死んじゃいたかったし死んじゃえよ僕って思ってた。
死を選ぶ勇気なかったから生きるか死ぬか天任せゲームはしてた。
でも死ななかった。
ずっと責めてた。
音楽作る僕嫌がってたから作ったら終わりだと思った。
でも曲はいっぱい出来てた。
ただ発表したらダメだと思ってた。
映像の仕事始めてたけど彼女の為に始めたからなんで僕が働いてるんだろって思って仕事もやめた。

友達から服の為の曲作って欲しいって言われた。
自分の為じゃなくて友達の代弁するだけならいいかって思った。
作った。
すげー楽しかった。
音楽好きだってなった。
彼女とはもう連絡もとれなくなって分からなくなって伝える術も繋がる術も音楽しかなった。
何より自分の為に作ろうってなった。
沢山作った。
アルバムを作った。
なんか一つ救われた。
自分の吐く言葉の中に彼女がいるなって思った。
嘘をつかないでいられるようになった。
自分の好きな自分でいようって思った。
変わりたかったし変えたかった。
映像の仕事しながら音楽も作るようになった。
でもライブはいいやって思った。
作りたいだけだから。
自分の為に作りたいだけだから人前に出るとかはそんなに興味がないやってなった。

狂ったように知識を集めて本も読みまくった。
あーなんかそっかもう大丈夫かもってなった。

仕事の繋がりでうちの社員にならない?って言われた。
会社員向いてないなって思ってたからなるつもりなかったけど人柄が好きだったからこの人ならいいかってなって社員になった。

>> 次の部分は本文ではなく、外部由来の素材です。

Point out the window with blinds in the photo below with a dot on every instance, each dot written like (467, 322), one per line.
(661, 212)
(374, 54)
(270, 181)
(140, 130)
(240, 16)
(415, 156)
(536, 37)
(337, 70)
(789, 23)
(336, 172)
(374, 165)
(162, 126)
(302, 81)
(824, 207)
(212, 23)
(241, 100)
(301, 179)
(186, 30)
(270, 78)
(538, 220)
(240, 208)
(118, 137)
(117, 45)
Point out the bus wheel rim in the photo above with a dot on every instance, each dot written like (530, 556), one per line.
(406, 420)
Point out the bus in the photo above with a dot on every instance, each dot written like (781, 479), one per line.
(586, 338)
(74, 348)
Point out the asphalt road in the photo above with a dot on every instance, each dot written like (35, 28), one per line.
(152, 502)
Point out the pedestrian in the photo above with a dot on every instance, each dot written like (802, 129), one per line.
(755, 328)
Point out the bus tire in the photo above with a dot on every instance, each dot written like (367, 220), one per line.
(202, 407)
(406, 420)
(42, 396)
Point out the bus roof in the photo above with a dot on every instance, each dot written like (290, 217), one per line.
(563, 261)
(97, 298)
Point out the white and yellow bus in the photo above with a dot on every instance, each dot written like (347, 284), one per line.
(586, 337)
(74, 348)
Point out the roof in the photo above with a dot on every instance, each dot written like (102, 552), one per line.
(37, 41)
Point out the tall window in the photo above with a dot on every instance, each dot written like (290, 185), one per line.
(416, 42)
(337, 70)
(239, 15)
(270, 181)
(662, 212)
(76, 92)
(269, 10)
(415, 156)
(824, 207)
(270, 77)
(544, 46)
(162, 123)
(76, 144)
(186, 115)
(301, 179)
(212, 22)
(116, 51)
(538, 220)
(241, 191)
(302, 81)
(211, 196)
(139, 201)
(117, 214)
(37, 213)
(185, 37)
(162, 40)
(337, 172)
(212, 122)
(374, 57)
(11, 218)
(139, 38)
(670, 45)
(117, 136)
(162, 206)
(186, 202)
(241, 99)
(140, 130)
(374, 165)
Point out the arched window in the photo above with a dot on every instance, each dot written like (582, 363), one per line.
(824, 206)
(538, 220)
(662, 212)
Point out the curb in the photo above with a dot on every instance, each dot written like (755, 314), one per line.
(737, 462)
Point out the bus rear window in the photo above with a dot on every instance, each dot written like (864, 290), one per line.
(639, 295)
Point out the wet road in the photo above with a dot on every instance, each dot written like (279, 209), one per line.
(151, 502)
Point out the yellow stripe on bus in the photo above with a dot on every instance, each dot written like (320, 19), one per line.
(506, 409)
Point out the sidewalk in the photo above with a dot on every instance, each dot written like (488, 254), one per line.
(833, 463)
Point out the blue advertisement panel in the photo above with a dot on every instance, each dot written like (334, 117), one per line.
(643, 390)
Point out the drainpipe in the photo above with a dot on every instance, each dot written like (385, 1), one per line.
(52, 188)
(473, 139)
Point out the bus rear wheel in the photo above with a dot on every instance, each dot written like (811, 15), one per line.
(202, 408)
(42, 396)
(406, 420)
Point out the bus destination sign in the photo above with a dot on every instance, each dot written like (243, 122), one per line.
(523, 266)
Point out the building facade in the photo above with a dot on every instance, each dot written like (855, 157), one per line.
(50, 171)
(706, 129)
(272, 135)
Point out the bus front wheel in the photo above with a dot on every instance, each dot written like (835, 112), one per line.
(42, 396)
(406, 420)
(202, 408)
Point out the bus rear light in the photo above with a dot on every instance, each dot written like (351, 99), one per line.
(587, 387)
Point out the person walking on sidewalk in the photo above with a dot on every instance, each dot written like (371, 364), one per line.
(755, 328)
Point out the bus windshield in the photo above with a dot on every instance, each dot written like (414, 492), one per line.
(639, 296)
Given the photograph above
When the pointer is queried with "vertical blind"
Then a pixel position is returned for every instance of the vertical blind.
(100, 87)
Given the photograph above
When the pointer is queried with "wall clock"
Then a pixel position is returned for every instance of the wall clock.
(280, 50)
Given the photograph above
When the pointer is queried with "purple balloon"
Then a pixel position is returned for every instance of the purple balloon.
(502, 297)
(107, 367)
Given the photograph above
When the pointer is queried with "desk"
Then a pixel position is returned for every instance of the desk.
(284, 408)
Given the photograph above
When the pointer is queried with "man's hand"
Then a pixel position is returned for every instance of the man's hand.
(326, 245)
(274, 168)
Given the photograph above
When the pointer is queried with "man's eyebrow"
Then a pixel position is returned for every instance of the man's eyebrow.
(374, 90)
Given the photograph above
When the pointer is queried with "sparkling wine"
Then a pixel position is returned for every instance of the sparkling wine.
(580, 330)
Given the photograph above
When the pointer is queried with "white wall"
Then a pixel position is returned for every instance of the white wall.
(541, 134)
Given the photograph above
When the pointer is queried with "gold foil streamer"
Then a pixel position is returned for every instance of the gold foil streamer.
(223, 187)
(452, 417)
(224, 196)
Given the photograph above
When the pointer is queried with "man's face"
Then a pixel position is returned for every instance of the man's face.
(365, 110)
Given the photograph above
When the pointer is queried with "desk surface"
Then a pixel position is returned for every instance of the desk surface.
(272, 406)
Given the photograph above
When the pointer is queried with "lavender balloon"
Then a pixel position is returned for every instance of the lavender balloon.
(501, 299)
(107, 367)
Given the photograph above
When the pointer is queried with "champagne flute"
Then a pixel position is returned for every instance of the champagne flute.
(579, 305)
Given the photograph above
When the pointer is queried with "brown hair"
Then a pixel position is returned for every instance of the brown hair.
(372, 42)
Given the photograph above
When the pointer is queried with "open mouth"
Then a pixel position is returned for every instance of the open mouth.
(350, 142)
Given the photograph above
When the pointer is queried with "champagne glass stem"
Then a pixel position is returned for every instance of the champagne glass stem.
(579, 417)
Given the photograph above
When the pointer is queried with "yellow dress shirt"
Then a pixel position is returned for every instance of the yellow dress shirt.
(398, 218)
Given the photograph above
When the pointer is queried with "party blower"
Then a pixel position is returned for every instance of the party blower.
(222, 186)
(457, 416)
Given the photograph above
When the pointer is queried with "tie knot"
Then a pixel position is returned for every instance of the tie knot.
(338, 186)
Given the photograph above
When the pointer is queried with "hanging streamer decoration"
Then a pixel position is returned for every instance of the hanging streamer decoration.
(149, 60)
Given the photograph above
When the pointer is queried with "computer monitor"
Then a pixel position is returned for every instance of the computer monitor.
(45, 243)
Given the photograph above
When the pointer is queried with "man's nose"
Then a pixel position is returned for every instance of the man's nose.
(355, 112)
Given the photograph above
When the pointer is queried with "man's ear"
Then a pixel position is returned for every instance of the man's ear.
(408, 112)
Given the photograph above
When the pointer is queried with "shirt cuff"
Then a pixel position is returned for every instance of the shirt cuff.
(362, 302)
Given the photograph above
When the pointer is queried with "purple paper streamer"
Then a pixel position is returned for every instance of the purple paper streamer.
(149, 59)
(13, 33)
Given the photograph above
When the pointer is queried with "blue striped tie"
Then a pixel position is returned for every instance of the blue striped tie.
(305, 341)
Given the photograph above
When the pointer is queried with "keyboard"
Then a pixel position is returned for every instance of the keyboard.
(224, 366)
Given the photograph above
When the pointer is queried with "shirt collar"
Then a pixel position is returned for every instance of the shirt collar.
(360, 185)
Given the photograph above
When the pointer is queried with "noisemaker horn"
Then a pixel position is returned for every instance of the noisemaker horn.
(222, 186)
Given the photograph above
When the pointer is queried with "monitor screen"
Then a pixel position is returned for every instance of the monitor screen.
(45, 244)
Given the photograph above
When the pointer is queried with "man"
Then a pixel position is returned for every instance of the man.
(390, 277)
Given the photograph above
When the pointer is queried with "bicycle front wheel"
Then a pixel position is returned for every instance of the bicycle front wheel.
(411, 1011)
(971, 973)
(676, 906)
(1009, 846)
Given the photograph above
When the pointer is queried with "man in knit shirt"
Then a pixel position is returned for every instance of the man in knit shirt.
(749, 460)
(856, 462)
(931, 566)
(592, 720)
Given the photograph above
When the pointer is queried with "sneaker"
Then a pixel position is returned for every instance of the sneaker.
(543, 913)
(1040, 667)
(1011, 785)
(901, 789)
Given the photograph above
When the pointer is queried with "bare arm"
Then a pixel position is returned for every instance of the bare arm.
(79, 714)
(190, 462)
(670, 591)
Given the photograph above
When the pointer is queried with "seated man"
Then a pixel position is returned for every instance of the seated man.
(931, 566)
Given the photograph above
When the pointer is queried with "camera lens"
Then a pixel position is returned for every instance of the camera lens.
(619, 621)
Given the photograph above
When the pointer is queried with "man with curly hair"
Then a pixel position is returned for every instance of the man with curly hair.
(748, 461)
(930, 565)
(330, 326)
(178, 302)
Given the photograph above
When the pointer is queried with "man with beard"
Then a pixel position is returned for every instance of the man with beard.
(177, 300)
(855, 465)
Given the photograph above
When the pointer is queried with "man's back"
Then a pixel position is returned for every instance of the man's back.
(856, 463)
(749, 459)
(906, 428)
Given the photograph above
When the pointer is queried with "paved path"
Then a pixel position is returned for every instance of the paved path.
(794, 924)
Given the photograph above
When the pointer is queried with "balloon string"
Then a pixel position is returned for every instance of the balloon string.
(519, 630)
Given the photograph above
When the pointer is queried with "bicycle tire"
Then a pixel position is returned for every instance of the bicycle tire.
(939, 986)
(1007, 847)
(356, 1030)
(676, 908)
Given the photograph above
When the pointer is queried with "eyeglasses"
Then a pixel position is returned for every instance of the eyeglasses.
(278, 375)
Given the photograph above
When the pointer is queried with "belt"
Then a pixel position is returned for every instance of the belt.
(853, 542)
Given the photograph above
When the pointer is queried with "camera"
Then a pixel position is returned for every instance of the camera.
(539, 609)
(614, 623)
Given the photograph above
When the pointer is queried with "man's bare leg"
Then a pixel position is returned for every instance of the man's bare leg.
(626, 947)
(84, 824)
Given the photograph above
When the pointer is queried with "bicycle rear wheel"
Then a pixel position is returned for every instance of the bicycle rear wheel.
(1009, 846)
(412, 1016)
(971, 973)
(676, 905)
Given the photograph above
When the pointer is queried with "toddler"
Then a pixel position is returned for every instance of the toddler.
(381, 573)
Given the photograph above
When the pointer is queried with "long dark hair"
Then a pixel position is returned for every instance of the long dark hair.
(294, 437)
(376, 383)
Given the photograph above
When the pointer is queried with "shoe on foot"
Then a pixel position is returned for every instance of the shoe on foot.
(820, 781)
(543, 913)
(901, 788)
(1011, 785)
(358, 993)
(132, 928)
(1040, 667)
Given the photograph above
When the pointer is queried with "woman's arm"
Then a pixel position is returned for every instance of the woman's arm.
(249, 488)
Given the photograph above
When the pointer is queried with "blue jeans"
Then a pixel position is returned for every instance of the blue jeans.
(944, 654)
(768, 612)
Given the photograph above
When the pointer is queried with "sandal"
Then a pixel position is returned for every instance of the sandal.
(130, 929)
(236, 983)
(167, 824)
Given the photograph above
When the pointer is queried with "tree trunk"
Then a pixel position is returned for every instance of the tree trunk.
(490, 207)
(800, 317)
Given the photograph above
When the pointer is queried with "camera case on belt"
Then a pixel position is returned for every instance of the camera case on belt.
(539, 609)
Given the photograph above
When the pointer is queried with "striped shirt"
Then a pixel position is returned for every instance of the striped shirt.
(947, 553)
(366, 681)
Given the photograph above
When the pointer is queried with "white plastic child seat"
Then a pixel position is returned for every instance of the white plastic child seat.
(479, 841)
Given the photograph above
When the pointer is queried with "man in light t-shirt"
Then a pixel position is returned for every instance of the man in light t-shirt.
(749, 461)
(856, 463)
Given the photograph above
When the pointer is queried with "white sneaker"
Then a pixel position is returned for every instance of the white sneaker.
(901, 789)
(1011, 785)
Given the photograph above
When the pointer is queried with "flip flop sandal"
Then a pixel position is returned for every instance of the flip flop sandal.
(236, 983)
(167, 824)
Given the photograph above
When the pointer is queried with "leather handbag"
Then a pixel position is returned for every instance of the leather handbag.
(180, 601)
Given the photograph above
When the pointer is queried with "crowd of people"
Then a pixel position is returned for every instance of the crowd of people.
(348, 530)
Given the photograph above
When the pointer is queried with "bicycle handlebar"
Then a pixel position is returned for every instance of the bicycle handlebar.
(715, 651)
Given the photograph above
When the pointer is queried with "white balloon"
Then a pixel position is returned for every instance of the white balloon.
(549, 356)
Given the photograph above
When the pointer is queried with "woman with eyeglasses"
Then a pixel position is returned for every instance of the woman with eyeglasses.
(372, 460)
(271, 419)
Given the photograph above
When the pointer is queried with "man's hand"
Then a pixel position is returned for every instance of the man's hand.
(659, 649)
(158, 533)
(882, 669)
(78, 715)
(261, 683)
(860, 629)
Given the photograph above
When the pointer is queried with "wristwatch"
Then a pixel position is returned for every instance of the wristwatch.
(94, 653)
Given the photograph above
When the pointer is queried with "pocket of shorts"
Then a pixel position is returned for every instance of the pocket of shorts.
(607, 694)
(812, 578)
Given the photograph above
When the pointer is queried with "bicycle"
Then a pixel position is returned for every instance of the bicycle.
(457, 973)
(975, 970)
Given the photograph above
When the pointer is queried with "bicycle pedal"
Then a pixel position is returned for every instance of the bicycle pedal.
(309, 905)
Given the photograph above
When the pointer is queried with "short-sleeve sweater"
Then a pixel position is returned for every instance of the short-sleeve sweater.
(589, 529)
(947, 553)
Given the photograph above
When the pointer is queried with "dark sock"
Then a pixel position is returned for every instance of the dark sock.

その繋がりで色んなクリエイティブしてる人達と出会った。
ヘラヘラしたり自分はまだいっぱいいたけど別に嘘ついてるわけじゃなく生きれるようになってた。
楽しかった。
本当の意味で友達って言える人も仲間って言える人も出来た。
丸ごと曝け出しても受け入れる人達が出来た。

映画の音楽作った。
素直に正直に音楽も作れるようになった。
また一つ救われた。

あれから5年が経った。
今でも愛は残ってるし、薄まるどころか増すばかりだって思う。
嘘一つない自分を生きるようになれた。
たまに顔を出しそうになるけどそっちを選ばないで素直で正直な自分を選べてる。
スリザリンの才能あるけどグリフィンドール選んでる感じ。

楽しく生きてる。
自分の好きな自分で。
素直に正直に誠実に日々を積んでいってる。
幸せだよ。
まだ分からない事も沢山あるし完璧だよって言えるわけじゃないけど。
でも大丈夫。
真実だけ口から吐くようになれてる。
だから日々にも真実だけが映し出されるようになってる。
大丈夫、全部大丈夫だよ。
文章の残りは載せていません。